Строев и сам пожалел, что напомнил комдиву об одной из частных неудач на Правобережной Украине. С тех пор Бойченко изменился, стал почаще советоваться перед тем, как принять решение; однако характер его все еще дает о себе знать. Раньше срока получив звание генерал-майора, он почувствовал себя уже не на одну ступеньку, а на всю офицерскую л е с т н и ц у выше своих помощников. Но и это пройдет со временем. Очень редко кого не ослепит вначале золотое поле генеральского погона, тем паче, если человеку нет и сорока.
— Поедем, Иван Григорьевич. Садись ко мне в «оппель». Только дорогой и порассуждать от нечего делать.
Бойченко сел не с водителем, а рядом со Строевым — значит, он действительно собрался поговорить с ним по душам. Он был моложе своего заместителя без малого на восемь лет, а казался старше: коренаст не по годам, тяжеловат, широк в плечах, на которых плотно лежали всегда новые, не успевающие потускнеть погоны. Строев выглядел против него не то чтобы юношей, но, во всяком случае, куда более молодым — худощавый и на редкость собранный, подвижный. Кто не знал их, принимали комдива за человека, пожившего на свете, а Строеву завидовали как офицеру преуспевающему, у которого все впереди.

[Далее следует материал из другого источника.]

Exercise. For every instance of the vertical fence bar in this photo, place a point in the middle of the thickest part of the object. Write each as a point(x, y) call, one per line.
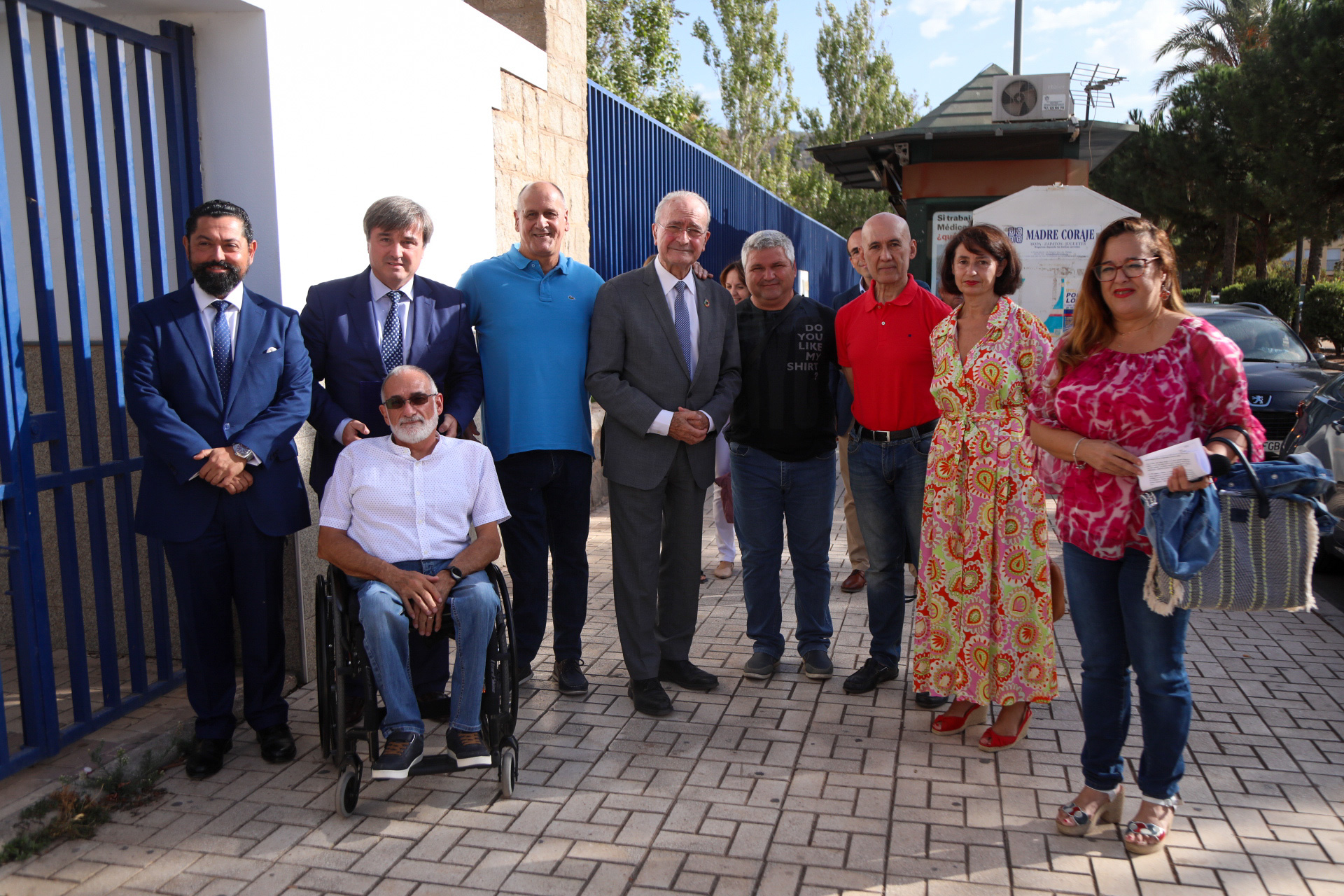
point(33, 625)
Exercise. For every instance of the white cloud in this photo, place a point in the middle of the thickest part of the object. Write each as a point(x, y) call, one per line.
point(1084, 14)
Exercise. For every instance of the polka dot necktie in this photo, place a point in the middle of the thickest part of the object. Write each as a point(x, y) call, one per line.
point(393, 335)
point(683, 327)
point(223, 348)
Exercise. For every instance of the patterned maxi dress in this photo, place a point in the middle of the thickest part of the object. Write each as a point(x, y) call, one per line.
point(983, 621)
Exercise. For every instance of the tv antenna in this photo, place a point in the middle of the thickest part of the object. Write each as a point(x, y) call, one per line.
point(1092, 81)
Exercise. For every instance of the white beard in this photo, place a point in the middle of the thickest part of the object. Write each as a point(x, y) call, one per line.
point(413, 431)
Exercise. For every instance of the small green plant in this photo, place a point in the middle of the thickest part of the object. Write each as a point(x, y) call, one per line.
point(86, 801)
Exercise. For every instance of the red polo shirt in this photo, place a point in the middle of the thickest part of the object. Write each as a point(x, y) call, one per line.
point(886, 346)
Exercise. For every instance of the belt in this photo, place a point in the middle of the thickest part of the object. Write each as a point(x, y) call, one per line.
point(892, 435)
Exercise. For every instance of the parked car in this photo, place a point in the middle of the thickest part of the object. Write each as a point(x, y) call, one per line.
point(1280, 370)
point(1320, 430)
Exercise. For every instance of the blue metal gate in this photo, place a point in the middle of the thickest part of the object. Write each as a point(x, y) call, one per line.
point(635, 160)
point(102, 131)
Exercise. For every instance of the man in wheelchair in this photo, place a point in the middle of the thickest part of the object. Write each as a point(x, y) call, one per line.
point(397, 519)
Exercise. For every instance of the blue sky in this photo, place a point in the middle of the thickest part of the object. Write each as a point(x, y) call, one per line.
point(941, 45)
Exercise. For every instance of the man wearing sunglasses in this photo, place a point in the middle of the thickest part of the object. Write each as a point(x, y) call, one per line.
point(397, 517)
point(356, 331)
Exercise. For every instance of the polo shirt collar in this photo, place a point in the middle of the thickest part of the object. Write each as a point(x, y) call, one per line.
point(522, 261)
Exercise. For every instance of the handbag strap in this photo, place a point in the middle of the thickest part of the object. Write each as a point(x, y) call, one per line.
point(1261, 496)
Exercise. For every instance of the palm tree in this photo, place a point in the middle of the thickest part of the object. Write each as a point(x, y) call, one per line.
point(1222, 34)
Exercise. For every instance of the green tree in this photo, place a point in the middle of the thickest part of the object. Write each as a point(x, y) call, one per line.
point(632, 54)
point(864, 97)
point(756, 88)
point(1219, 36)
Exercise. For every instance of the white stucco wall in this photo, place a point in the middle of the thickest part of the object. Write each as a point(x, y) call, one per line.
point(309, 111)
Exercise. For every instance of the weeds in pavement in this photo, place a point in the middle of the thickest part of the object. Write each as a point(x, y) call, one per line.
point(88, 801)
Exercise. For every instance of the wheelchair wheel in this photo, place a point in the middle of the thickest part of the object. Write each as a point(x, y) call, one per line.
point(347, 790)
point(508, 773)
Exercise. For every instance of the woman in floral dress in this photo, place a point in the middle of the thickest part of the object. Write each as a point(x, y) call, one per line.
point(983, 621)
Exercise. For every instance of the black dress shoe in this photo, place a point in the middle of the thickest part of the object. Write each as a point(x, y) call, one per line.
point(277, 745)
point(207, 757)
point(869, 678)
point(686, 673)
point(436, 707)
point(650, 697)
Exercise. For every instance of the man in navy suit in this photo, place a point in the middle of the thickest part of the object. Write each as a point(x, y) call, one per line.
point(362, 327)
point(218, 382)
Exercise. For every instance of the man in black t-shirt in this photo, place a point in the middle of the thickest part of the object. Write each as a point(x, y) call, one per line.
point(783, 444)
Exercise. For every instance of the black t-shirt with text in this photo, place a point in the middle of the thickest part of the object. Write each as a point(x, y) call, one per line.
point(785, 407)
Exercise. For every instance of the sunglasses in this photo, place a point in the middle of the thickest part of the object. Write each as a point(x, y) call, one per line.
point(397, 402)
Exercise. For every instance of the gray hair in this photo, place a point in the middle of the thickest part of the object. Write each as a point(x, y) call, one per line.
point(406, 368)
point(398, 213)
point(768, 239)
point(673, 197)
point(518, 206)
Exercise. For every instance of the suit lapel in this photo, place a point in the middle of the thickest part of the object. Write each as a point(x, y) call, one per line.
point(245, 346)
point(362, 320)
point(187, 320)
point(657, 298)
point(422, 312)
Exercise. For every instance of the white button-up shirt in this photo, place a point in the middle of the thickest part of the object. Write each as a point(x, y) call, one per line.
point(668, 281)
point(398, 508)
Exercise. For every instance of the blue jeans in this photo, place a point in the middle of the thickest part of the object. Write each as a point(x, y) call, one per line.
point(473, 606)
point(1117, 630)
point(765, 493)
point(888, 484)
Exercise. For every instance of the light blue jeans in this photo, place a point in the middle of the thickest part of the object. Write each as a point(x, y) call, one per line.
point(472, 605)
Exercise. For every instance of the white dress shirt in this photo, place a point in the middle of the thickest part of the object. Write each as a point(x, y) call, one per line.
point(379, 290)
point(663, 422)
point(204, 301)
point(398, 508)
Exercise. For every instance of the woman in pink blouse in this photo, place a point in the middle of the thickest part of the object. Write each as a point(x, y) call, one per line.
point(1133, 375)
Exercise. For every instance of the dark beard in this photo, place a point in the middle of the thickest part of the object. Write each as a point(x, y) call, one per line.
point(217, 282)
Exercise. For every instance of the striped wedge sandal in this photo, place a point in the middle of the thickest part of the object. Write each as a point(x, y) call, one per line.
point(1085, 824)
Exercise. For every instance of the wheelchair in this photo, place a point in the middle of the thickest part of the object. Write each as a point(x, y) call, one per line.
point(342, 659)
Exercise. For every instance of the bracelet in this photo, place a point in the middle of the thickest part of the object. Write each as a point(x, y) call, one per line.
point(1077, 463)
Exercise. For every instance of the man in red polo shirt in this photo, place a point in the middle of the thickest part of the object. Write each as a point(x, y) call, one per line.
point(882, 342)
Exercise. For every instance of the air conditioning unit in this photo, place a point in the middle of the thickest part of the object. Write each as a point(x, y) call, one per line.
point(1032, 97)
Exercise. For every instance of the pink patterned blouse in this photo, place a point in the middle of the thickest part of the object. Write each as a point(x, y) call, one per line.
point(1189, 388)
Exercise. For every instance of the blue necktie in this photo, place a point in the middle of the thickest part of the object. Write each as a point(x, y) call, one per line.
point(682, 321)
point(223, 348)
point(393, 335)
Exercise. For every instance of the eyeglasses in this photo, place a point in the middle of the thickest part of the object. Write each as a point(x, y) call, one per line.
point(676, 230)
point(1133, 269)
point(397, 402)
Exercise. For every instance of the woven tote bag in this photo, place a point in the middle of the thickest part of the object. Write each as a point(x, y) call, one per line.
point(1264, 559)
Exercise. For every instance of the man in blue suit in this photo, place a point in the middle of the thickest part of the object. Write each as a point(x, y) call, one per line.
point(362, 327)
point(218, 382)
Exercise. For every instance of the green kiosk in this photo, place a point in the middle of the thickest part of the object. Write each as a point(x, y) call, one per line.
point(997, 134)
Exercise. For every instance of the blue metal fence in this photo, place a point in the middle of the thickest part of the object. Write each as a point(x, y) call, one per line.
point(104, 120)
point(635, 160)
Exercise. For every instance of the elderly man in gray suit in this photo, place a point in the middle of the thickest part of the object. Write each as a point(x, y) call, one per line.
point(663, 360)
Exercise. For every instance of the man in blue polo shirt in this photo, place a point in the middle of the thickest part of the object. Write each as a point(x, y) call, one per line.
point(531, 309)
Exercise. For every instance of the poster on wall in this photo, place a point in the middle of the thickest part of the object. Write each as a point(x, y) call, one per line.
point(945, 226)
point(1053, 230)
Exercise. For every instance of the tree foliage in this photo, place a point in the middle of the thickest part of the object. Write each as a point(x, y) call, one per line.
point(631, 52)
point(756, 88)
point(864, 97)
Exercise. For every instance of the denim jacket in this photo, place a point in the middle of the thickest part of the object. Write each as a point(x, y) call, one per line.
point(1184, 527)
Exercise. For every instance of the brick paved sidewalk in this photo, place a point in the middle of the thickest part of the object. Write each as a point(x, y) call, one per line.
point(774, 789)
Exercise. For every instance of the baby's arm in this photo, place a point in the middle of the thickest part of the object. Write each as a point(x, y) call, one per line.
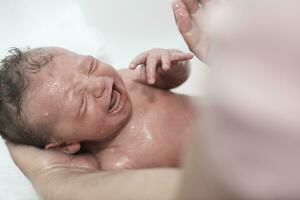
point(161, 68)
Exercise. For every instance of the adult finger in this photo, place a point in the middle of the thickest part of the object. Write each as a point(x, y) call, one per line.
point(151, 63)
point(179, 56)
point(166, 61)
point(140, 59)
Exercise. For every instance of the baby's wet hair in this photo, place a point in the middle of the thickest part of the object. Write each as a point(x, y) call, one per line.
point(14, 80)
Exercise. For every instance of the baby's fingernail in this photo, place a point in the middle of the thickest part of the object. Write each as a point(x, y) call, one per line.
point(131, 66)
point(151, 81)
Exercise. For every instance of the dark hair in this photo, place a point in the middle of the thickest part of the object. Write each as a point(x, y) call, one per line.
point(14, 72)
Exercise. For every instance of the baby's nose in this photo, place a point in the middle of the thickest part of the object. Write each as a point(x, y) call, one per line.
point(97, 87)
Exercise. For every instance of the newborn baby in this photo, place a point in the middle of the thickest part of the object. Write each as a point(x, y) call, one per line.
point(56, 99)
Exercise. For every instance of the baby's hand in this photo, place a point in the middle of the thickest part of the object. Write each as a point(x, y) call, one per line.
point(190, 17)
point(155, 61)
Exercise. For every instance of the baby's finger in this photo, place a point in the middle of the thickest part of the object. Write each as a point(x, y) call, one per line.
point(140, 59)
point(192, 5)
point(166, 61)
point(179, 56)
point(151, 64)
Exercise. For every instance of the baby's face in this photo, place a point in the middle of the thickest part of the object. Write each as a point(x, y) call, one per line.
point(81, 97)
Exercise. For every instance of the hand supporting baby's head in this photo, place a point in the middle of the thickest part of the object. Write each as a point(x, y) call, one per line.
point(54, 98)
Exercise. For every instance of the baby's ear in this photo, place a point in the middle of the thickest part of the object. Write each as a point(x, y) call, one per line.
point(68, 148)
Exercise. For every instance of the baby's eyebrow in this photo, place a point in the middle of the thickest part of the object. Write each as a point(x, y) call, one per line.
point(87, 63)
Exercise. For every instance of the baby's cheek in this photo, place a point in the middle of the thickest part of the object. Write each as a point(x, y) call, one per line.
point(112, 161)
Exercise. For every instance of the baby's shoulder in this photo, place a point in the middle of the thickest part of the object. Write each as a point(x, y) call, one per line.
point(129, 79)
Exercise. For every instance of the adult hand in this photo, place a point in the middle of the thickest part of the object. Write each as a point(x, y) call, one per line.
point(42, 166)
point(58, 176)
point(189, 15)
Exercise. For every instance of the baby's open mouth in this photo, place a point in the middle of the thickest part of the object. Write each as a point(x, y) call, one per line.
point(114, 99)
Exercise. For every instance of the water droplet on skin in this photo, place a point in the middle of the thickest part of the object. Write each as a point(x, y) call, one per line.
point(46, 114)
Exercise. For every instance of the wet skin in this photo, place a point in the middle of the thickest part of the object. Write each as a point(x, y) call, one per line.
point(122, 121)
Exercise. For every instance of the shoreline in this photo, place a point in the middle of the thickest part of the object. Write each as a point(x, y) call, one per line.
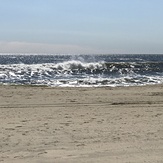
point(81, 124)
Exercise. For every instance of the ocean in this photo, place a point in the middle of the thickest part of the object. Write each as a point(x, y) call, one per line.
point(81, 70)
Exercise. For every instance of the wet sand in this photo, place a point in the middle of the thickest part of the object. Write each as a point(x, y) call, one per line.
point(69, 125)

— Хотят забрать тебя из дивизии, — сказал Бойченко, наблюдая, как тяжело, один за другим, поднимаются из-за Крушеваца груженые «ИЛы» и берут курс на юго-запад.
«Куда это они? — подумал Строев. — Наверное, опять на штурмовку немецких колонн, отходящих из Греции».
— Ты что же не слушаешь меня? Я говорю, что собираются отозвать тебя из дивизии.
— Кто, куда, зачем?
— Куда и зачем — не знаю, а намекал в прошлый раз сам командарм. Потом был разговор с комкором. Ну, ты понимаешь, отпускать мне тебя неохота, впору садись и пиши отрицательную характеристику! Ты-то как смотришь, Иван Григорьевич? — С недавних пор Бойченко окончательно перешел на «ты».